Deshalb habe ich außerhalb von Carmel an einer Tankstelle nach einer Übernachtungsmöglichkeit gefragt und Lennart. der von meinem Trip sehr angetan war, hat mich kurzerhand an Jim vermittelt, der hier wohnt und so hatte ich innerhalb von 5 Minuten einen Zeltplatz in seinem Garten. Jim hat mir Feuerholz gegeben und mir gesagt, ich könne ein Lagerfeuer machen, wenn ich Lust habe.

Nachdem ich mir was gekocht hatte und nach kurzem Überlegen, beschloss ich aber die 6 km zurück nach Carmel zu fahren und in der Mission Ranch einen Wein zu trinken. Nach kurzem Überlegen, ob meine graue Trekkinghose, die ich seit einem halben Jahr trage, und meine Radjacke, dem Upperclass-Dresscode in Carmel entspricht, fuhr ich dann etwas aufgeregt los und kam nach ca. 15 Minuten dort an.

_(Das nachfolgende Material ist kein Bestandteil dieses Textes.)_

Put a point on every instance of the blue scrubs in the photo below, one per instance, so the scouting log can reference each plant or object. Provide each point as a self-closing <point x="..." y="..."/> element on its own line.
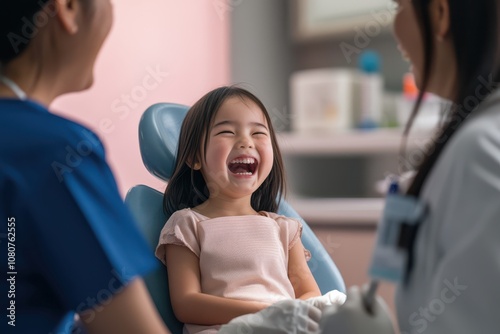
<point x="67" y="241"/>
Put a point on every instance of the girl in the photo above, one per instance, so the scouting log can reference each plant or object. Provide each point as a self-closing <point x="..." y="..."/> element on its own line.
<point x="227" y="252"/>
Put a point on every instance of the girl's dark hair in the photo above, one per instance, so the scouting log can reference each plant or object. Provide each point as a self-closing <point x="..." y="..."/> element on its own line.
<point x="17" y="26"/>
<point x="187" y="187"/>
<point x="475" y="33"/>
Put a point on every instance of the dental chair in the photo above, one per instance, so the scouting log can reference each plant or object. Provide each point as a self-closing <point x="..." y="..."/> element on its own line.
<point x="159" y="130"/>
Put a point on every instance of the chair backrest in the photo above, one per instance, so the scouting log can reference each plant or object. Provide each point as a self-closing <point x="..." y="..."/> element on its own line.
<point x="159" y="130"/>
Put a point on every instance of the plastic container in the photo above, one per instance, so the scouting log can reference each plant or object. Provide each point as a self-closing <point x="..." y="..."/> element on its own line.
<point x="429" y="113"/>
<point x="371" y="90"/>
<point x="322" y="100"/>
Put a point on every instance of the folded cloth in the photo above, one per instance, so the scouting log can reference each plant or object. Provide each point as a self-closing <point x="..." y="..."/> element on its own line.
<point x="291" y="316"/>
<point x="330" y="298"/>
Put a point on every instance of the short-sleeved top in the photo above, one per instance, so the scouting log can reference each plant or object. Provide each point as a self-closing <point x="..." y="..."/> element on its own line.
<point x="241" y="257"/>
<point x="71" y="241"/>
<point x="454" y="285"/>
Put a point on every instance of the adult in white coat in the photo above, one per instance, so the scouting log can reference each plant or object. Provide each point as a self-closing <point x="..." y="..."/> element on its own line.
<point x="449" y="283"/>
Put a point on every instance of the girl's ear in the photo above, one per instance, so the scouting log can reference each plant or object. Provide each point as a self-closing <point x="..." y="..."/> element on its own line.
<point x="195" y="166"/>
<point x="440" y="14"/>
<point x="67" y="14"/>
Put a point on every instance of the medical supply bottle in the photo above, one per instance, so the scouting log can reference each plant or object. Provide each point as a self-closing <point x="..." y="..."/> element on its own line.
<point x="371" y="90"/>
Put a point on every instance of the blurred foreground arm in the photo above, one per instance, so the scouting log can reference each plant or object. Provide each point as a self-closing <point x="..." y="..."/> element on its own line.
<point x="292" y="316"/>
<point x="353" y="318"/>
<point x="130" y="311"/>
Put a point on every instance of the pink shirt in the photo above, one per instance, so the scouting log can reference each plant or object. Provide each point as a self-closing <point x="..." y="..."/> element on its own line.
<point x="241" y="257"/>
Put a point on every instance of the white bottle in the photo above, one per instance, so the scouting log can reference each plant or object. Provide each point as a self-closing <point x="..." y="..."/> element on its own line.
<point x="371" y="90"/>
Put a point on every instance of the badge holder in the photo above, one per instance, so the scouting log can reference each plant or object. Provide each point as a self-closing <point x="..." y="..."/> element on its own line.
<point x="396" y="233"/>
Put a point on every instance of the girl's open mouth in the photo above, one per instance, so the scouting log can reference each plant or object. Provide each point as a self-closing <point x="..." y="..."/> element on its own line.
<point x="243" y="166"/>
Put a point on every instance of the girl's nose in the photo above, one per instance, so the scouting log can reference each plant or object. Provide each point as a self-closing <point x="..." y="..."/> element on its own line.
<point x="245" y="143"/>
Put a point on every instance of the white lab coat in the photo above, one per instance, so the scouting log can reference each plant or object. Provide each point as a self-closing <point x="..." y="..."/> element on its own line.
<point x="455" y="284"/>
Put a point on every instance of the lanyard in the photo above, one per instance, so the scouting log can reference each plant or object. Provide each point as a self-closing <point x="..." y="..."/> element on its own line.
<point x="14" y="88"/>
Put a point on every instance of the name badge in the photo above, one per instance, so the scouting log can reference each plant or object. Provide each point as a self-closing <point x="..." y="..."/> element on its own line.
<point x="396" y="233"/>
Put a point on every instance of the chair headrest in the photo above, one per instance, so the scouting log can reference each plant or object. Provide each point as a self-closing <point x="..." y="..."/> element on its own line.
<point x="159" y="130"/>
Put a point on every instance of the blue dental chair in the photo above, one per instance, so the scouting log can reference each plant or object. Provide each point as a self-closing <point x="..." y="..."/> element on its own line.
<point x="159" y="130"/>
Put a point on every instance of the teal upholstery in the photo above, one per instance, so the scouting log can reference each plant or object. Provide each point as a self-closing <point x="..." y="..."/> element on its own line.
<point x="159" y="130"/>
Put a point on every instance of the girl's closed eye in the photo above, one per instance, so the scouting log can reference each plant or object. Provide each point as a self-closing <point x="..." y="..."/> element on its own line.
<point x="225" y="132"/>
<point x="260" y="133"/>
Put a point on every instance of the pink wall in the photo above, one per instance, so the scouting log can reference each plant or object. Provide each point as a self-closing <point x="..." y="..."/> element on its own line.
<point x="157" y="51"/>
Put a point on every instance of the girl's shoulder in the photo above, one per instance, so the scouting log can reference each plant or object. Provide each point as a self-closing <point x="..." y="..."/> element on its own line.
<point x="186" y="215"/>
<point x="280" y="219"/>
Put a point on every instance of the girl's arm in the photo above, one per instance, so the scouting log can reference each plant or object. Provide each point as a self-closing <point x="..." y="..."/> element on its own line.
<point x="300" y="275"/>
<point x="189" y="303"/>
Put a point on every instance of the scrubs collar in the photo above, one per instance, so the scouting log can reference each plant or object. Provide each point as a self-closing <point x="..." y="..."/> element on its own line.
<point x="14" y="88"/>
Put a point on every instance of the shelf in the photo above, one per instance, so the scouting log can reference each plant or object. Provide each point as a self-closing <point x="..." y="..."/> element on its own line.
<point x="348" y="142"/>
<point x="339" y="211"/>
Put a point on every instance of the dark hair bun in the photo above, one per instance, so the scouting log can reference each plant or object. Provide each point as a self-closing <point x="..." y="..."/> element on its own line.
<point x="19" y="22"/>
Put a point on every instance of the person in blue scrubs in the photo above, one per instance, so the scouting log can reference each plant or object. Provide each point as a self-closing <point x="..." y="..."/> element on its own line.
<point x="445" y="258"/>
<point x="67" y="242"/>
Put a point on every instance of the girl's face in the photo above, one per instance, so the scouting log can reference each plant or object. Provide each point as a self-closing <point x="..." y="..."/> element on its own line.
<point x="409" y="38"/>
<point x="239" y="154"/>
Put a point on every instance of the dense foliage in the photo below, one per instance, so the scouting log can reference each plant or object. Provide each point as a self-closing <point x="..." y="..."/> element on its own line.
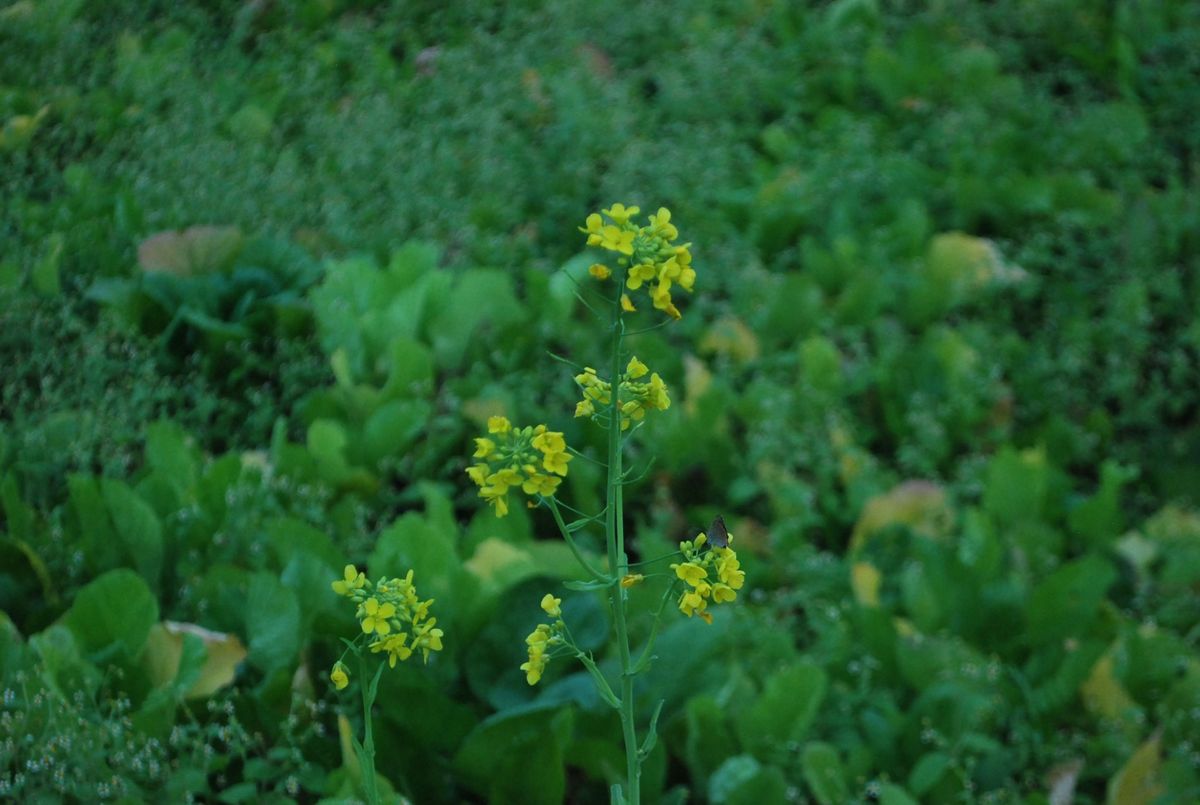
<point x="267" y="268"/>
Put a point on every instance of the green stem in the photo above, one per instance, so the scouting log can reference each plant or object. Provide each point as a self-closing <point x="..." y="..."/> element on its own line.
<point x="366" y="757"/>
<point x="570" y="541"/>
<point x="618" y="563"/>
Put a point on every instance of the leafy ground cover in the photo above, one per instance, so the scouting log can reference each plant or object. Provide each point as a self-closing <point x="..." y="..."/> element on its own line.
<point x="265" y="269"/>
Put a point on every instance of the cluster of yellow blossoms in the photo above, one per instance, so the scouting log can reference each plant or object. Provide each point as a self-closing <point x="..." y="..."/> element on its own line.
<point x="543" y="638"/>
<point x="720" y="588"/>
<point x="390" y="612"/>
<point x="634" y="396"/>
<point x="533" y="458"/>
<point x="648" y="253"/>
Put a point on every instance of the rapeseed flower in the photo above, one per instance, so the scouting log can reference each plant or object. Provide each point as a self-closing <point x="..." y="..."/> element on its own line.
<point x="648" y="253"/>
<point x="700" y="569"/>
<point x="391" y="616"/>
<point x="635" y="396"/>
<point x="531" y="458"/>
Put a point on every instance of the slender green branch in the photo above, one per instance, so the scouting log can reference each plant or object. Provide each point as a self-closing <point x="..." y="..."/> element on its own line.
<point x="570" y="541"/>
<point x="642" y="661"/>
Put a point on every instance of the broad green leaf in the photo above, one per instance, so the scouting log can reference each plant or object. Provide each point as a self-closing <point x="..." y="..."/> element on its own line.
<point x="928" y="773"/>
<point x="136" y="527"/>
<point x="1139" y="780"/>
<point x="743" y="780"/>
<point x="1098" y="520"/>
<point x="825" y="774"/>
<point x="273" y="623"/>
<point x="1017" y="485"/>
<point x="1068" y="600"/>
<point x="196" y="674"/>
<point x="115" y="610"/>
<point x="921" y="505"/>
<point x="193" y="251"/>
<point x="784" y="710"/>
<point x="393" y="427"/>
<point x="516" y="757"/>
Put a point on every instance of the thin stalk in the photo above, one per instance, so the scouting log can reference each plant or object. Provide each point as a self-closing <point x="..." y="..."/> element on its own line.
<point x="366" y="758"/>
<point x="570" y="540"/>
<point x="618" y="563"/>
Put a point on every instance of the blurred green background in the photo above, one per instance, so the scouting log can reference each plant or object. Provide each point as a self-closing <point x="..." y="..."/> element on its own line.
<point x="267" y="266"/>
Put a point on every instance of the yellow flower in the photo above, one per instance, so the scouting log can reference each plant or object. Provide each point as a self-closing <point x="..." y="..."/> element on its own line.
<point x="640" y="274"/>
<point x="691" y="602"/>
<point x="550" y="442"/>
<point x="352" y="580"/>
<point x="621" y="214"/>
<point x="543" y="485"/>
<point x="339" y="676"/>
<point x="535" y="666"/>
<point x="723" y="594"/>
<point x="661" y="224"/>
<point x="539" y="636"/>
<point x="551" y="606"/>
<point x="556" y="462"/>
<point x="690" y="572"/>
<point x="427" y="638"/>
<point x="375" y="617"/>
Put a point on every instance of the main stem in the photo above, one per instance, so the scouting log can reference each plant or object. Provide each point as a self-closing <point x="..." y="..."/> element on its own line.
<point x="366" y="762"/>
<point x="618" y="563"/>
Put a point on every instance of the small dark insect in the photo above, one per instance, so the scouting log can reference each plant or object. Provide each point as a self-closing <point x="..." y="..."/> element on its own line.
<point x="718" y="536"/>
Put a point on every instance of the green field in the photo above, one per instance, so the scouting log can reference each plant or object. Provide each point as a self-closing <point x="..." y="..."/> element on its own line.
<point x="268" y="268"/>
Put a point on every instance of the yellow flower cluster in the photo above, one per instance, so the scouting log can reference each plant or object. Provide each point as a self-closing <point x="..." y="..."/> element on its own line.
<point x="648" y="253"/>
<point x="543" y="638"/>
<point x="533" y="458"/>
<point x="391" y="613"/>
<point x="720" y="587"/>
<point x="635" y="396"/>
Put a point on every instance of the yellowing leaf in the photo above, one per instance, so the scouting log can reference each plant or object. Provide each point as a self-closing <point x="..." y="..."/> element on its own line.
<point x="1103" y="695"/>
<point x="165" y="647"/>
<point x="1138" y="781"/>
<point x="864" y="580"/>
<point x="731" y="337"/>
<point x="921" y="505"/>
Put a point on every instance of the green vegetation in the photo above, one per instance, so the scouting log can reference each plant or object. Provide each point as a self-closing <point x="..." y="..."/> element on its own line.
<point x="267" y="268"/>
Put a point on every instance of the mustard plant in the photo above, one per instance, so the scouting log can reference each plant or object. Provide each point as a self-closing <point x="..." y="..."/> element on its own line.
<point x="395" y="623"/>
<point x="534" y="460"/>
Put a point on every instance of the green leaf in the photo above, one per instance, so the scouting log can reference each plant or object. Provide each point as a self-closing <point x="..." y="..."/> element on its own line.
<point x="393" y="427"/>
<point x="784" y="710"/>
<point x="928" y="773"/>
<point x="1067" y="601"/>
<point x="743" y="780"/>
<point x="516" y="757"/>
<point x="114" y="611"/>
<point x="136" y="527"/>
<point x="45" y="274"/>
<point x="412" y="370"/>
<point x="273" y="623"/>
<point x="1017" y="485"/>
<point x="1139" y="779"/>
<point x="412" y="544"/>
<point x="825" y="774"/>
<point x="893" y="794"/>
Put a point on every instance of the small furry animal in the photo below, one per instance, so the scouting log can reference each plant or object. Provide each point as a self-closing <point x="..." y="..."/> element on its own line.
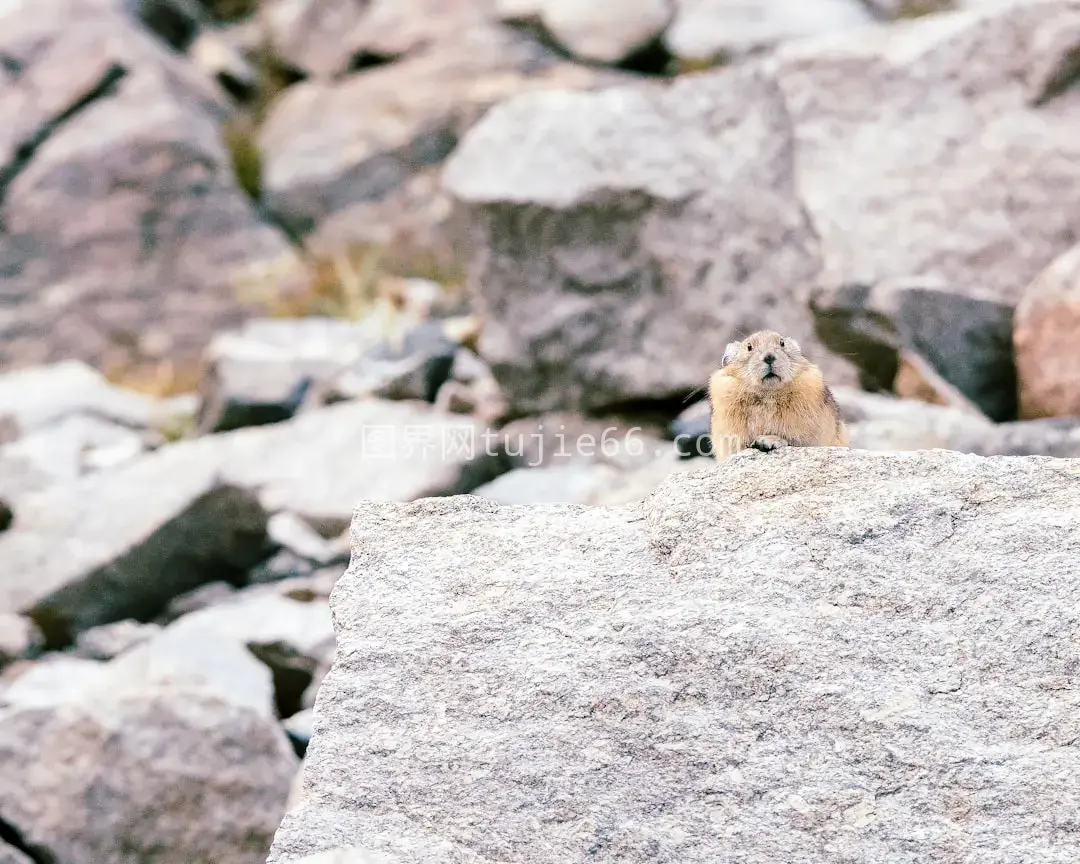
<point x="767" y="394"/>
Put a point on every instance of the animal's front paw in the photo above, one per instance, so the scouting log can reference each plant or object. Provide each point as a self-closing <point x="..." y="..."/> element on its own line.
<point x="767" y="443"/>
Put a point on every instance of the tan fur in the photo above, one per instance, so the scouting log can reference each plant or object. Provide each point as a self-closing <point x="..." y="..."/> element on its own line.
<point x="795" y="407"/>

Auf dem Klo habe ich mich dann erstmal etwas gerichtet und dort gleich einen netten Typen kennengelernt – OK ein merkwürdiger Ort jemanden kennenzulernen, aber egal. Ich habe mich dann an die Bar gesetzt, meinen Wein bestellt und hatte nette Unterhaltung, Klaviermusik, etc. Der Pianist, Gennady Loktionov, ein sympathischer Typ, hat übrigens die Musik für „Million Dollar Baby“ arangiert.

Vertieft in mein Gespräch sagt mein Nachbar in einem Nebensatz: „ Da drüben ist Clint“ und tatsächlich stand er am anderen Ende der Bar und hat sich unterhalten. Wow – ich habe mich dann weiter unterhalten und später nochmal rübergeschaut, da war er aber auch schon wieder weg.

Der Abend war sehr lustig, mein Gesprächspartner wurde ans Klavier gebeten, hat noch zwei Lieder zum besten gegeben und die meist älteren Herrschaften haben gepflegt abgegroovt.

Nicht zu spät, bin ich dann gegangen, habe dem Klavierspieler gewunkener zurück gewunken -und bin dann „nach Hause“ zu meiner Nylonvilla gefahren.

Ein netter Abend!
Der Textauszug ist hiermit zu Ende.